Researchers Create Robot That Can Draw and Test Your Blood

Many of us have had chance encounters with medical professionals who aren’t yet adept at drawing blood. After just one of these unpleasant experiences, you’ll understand the appeal of the new venipuncture robot from Rutgers University. Not only can this robot find a vein on the first try, but it can also process the blood and perform basic analysis on it.
The robot has not yet been given permission to stab into the unyielding flesh of a human volunteer. However, the team has built a passable artificial arm for testing purposes. When and if the venipuncture robot becomes a reality, the patient will start by placing his or her arm on the platform under the robot’s arm. The robot uses a camera to scan the arm and identify veins. Unlike a human, the robot can address common issues with lining up a vein with the needle.
Once the system has infiltrated a vein, it can begin drawing blood directly into a testing apparatus. The blood (which isn’t actually blood in testing) flows into a centrifuge, where it can be spun to separate blood cells from plasma. This is necessary because most blood tests require just the plasma — the liquid portion of blood.
The centrifuge passes the plasma into a blood analyzer. Samples could also be diverted for more advanced testing that requires a human’s touch (at least for now). It uses a microfluidic array to run tests on the sample, providing results without any direct human interaction. In fact, there’s no human interaction at all right now. The artificial arm created by the researchers consists of a rubber surface with plastic tubes underneath.

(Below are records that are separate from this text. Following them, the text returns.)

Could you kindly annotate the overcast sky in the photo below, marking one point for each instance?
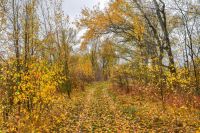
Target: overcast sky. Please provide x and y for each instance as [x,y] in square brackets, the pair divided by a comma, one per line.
[73,7]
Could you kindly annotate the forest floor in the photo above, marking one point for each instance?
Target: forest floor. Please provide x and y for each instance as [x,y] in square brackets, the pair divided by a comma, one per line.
[101,109]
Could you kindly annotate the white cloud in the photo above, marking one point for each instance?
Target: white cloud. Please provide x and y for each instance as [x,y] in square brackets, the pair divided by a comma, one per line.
[73,7]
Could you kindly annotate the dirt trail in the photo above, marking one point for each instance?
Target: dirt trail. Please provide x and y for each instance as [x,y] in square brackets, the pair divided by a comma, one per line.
[101,114]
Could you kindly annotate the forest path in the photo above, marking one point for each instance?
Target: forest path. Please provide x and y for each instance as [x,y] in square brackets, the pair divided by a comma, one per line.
[100,113]
[100,109]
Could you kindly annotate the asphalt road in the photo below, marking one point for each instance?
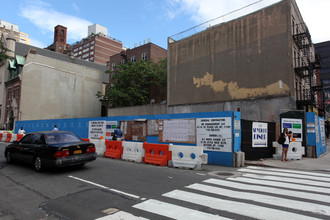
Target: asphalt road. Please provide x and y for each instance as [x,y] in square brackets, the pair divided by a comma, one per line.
[109,189]
[84,193]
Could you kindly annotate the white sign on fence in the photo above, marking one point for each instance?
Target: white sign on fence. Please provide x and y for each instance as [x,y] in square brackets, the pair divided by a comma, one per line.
[214,134]
[101,128]
[259,134]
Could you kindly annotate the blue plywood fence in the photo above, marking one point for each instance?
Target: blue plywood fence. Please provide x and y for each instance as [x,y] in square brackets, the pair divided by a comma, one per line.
[80,126]
[316,135]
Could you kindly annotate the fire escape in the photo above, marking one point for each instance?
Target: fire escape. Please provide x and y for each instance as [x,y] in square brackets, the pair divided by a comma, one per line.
[309,91]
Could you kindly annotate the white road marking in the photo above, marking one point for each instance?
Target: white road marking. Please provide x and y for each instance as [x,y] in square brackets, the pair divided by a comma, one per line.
[270,182]
[264,189]
[120,216]
[107,188]
[266,199]
[290,175]
[174,211]
[291,171]
[287,180]
[244,209]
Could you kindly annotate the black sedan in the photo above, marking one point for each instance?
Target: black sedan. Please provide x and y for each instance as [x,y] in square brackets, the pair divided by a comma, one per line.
[51,149]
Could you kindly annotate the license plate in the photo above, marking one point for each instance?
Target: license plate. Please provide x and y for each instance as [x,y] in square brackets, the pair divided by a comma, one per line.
[77,152]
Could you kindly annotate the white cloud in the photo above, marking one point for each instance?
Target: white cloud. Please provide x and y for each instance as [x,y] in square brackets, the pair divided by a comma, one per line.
[37,43]
[75,7]
[316,15]
[43,16]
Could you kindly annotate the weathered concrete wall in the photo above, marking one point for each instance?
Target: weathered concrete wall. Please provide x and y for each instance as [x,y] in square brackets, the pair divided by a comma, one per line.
[138,110]
[54,89]
[246,58]
[258,109]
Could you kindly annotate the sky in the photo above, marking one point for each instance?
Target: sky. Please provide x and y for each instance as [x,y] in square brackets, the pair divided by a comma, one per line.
[134,22]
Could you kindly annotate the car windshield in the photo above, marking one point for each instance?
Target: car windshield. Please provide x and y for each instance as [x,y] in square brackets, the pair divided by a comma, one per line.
[61,138]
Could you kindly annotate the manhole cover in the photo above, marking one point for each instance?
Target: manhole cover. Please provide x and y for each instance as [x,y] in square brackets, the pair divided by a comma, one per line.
[224,174]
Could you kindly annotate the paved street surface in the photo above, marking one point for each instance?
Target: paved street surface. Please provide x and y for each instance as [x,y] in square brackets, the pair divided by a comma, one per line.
[115,189]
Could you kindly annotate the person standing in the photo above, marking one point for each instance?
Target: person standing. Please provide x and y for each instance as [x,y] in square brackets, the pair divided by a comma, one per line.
[117,134]
[285,145]
[21,131]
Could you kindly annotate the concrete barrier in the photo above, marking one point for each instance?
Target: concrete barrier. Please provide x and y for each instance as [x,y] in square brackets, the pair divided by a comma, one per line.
[239,159]
[4,137]
[295,151]
[191,157]
[133,151]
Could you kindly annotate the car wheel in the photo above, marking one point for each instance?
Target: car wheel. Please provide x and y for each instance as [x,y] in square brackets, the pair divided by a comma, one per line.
[38,166]
[9,159]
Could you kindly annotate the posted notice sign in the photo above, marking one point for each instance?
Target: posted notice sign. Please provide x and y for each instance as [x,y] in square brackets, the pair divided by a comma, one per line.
[101,128]
[259,134]
[295,126]
[214,134]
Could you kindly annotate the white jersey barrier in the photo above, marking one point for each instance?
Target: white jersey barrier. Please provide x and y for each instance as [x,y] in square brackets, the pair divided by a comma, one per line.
[188,156]
[132,151]
[99,146]
[295,151]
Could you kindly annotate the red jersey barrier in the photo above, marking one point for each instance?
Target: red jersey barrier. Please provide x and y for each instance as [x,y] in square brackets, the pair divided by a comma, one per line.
[157,154]
[8,137]
[19,137]
[114,149]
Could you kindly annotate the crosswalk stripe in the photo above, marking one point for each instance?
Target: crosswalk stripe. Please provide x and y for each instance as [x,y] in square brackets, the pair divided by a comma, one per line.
[264,189]
[267,182]
[121,215]
[249,210]
[291,171]
[287,180]
[174,211]
[265,199]
[285,175]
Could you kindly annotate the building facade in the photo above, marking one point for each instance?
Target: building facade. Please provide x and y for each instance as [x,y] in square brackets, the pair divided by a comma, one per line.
[96,48]
[261,64]
[66,88]
[60,35]
[323,49]
[148,51]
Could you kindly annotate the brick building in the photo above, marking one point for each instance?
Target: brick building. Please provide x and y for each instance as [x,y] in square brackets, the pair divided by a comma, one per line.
[60,36]
[147,51]
[97,47]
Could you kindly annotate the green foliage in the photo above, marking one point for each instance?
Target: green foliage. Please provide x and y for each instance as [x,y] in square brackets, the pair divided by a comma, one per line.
[3,55]
[133,82]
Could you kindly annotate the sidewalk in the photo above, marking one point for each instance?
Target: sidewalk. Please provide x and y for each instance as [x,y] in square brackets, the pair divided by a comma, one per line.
[312,164]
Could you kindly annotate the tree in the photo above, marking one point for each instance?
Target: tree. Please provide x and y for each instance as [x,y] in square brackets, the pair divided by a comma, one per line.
[134,82]
[3,55]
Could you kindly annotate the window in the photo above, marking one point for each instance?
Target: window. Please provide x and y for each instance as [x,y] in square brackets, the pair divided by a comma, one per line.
[113,66]
[9,94]
[144,56]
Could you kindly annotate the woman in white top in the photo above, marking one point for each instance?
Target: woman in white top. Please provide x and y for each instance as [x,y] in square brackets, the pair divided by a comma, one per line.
[285,145]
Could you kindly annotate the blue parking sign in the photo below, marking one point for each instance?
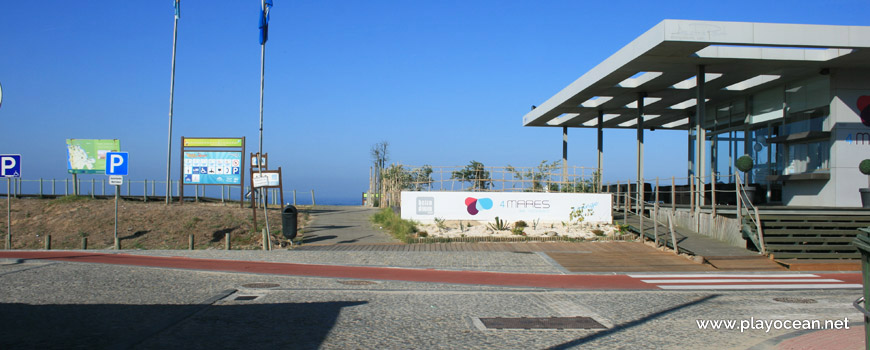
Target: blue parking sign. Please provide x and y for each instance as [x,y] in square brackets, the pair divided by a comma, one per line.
[116,163]
[10,165]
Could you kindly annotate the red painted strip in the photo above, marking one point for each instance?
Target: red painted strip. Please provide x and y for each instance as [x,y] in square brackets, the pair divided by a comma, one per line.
[378,273]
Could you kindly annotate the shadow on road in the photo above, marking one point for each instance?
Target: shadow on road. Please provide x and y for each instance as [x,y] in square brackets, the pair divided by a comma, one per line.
[197,326]
[621,327]
[313,239]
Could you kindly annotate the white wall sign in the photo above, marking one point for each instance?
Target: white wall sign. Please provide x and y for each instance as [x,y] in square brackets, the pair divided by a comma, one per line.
[511,206]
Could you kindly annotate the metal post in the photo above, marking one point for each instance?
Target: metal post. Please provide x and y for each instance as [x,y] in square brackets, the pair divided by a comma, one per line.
[656,214]
[117,243]
[700,116]
[600,147]
[564,156]
[171,102]
[8,213]
[640,185]
[739,198]
[673,235]
[713,192]
[262,85]
[618,193]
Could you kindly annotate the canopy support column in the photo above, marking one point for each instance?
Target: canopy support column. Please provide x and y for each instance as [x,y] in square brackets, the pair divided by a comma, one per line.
[600,149]
[564,156]
[640,189]
[700,111]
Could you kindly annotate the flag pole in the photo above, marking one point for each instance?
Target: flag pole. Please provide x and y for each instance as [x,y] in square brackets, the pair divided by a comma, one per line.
[263,39]
[171,101]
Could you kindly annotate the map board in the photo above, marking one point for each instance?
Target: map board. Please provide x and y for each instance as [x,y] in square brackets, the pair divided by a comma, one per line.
[212,168]
[86,156]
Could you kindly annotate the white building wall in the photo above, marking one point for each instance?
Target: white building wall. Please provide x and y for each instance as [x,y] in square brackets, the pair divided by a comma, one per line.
[851,138]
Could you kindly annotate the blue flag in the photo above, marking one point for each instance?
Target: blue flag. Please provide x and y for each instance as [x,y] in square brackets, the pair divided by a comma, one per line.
[264,21]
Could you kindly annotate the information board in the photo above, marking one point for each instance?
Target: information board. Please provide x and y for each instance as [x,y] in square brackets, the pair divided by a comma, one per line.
[86,156]
[212,168]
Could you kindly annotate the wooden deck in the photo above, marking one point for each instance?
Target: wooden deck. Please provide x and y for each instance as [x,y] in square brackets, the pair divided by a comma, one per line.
[625,257]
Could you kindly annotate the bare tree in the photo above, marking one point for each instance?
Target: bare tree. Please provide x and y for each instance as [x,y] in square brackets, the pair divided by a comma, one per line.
[380,155]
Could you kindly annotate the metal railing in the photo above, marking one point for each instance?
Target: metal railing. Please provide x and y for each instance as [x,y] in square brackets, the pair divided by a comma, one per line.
[146,190]
[640,207]
[633,195]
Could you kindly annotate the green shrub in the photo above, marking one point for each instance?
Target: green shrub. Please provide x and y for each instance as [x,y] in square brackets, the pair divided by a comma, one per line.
[399,228]
[744,163]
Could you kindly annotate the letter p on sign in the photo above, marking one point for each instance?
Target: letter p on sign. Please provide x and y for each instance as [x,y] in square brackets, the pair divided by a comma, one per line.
[10,165]
[116,163]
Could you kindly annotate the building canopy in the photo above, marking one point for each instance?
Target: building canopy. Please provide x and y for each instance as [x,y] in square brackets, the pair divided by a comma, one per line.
[663,64]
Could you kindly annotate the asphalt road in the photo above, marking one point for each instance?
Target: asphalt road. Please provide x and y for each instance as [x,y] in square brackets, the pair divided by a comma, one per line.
[58,304]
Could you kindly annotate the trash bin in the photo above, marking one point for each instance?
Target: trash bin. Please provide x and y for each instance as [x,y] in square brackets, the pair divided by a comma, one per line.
[862,242]
[288,221]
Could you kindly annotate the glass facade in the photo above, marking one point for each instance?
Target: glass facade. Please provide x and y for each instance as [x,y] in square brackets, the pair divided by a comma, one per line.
[781,128]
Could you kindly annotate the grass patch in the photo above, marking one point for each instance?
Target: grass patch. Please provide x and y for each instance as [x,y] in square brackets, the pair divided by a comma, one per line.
[69,199]
[403,230]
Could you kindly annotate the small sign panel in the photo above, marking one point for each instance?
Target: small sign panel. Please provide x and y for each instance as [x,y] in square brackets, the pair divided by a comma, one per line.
[116,163]
[260,181]
[10,165]
[116,180]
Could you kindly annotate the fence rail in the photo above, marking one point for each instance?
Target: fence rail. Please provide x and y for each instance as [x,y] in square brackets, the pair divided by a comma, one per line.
[146,190]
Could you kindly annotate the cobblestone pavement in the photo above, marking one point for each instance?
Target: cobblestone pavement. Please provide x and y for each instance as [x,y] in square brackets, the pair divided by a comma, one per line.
[526,262]
[75,305]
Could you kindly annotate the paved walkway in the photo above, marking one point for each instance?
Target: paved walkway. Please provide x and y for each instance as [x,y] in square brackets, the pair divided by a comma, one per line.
[342,225]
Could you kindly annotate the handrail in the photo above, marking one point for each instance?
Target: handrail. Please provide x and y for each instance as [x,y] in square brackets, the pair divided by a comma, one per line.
[756,219]
[654,218]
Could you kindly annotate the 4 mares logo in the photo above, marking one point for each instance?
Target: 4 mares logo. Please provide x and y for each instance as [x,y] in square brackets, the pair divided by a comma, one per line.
[864,109]
[475,205]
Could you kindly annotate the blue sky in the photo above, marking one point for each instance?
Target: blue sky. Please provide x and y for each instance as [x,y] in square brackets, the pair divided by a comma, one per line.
[444,82]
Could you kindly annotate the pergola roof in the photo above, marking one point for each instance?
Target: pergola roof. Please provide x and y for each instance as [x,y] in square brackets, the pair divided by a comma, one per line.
[738,58]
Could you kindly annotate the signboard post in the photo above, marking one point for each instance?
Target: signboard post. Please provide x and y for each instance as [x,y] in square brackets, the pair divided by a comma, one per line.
[10,166]
[116,167]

Rather than blood, the tubes have a blood-like fluid with a suspension of fluorescent microbeads (these simulate the cells). The team says this fluid has been used to conduct highly accurate “simulated” blood tests on the system. You can see the entire process in the video above.
If work on the venipuncture robots continues to advance, it could be a substantial benefit to doctors and other medical professionals. This robot could do a full range of blood collection and testing in a single location instead of having fallible humans always drawing blood, manually processing it, and sending it off for testing. We’re still probably some way from that reality, though. The team still has to prove the machine is safe and reliable enough to be trusted with a real arm.